Valentine’s Day in Minneapolis: What Not to Do

Valentine’s Day in Minneapolis: What Not to Do


Go splitsies on a two-for-one at Liquor Lyle’s during happy hour, get all pouty when your S.O. won’t share their half of it with you, insist it means they “don’t love you anymore.”

Take your S.O. to Galactic Pizza, and when she tries to order, stand on the chair and scream “WE’RE HAVING THE PAUL BUNYAN OR I’M GOING TO STAB YOUR DOG” and then punch her in the face.

Tell your S.O. that her Valentine’s Day present is your “hot bod,” and then put your hands behind your head and shake your genitals in her face.

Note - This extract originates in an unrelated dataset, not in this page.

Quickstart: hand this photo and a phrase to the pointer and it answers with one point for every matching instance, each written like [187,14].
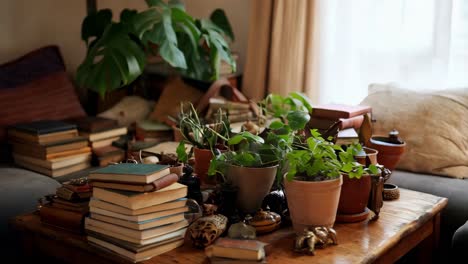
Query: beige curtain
[281,47]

Treat your S.O. to a reminder of how nice it’s been here lately by pouncing with both feet into a puddle at the corner of Hennepin and Franklin, splashing her with the “refreshing street waters of the spring time, honey.”

Hide a box of Franzia in a snow bank near your home, leaving only the spigot exposed. Surprise your S.O. on your walk to McDonald’s by taking her out at the knees near the hidden box and releasing a shower of red wine on her head.

Tell your S.O. to go ahead and order the Attila the Hun at Sporty’s on 22nd and Como because “Whatever, you’ve already let yourself go.”

Text your S.O.: “OMFG FIRST AVE HAS PIZZA ROLLS NOW. FUCK YOU AND V-DAY IMMA EAT SOME ROLLZZZZZZ.”

Surprise your S.O. at her work at Target HQ/Best Buy in Roseville/D’Amico’s in Edina with a boom box over your head blaring Jeffrey Osborne’s “On the Wings of Love” and a gift certificate to get a “Hoda from the Today Show Makeover” because you think her cougar-with-an-ambiguous-nationality look is super hot.

Play a fun practical joke on your S.O. for Valentine’s Day by re-parking her car on the even side of the road until it gets towed. Then earn some boyfriend points by offering to go get it for her, but take her credit card to pay for it.

Katie Sisneros will be having a hell of a time at the Kitty Cat Klub for Valentine’s Day.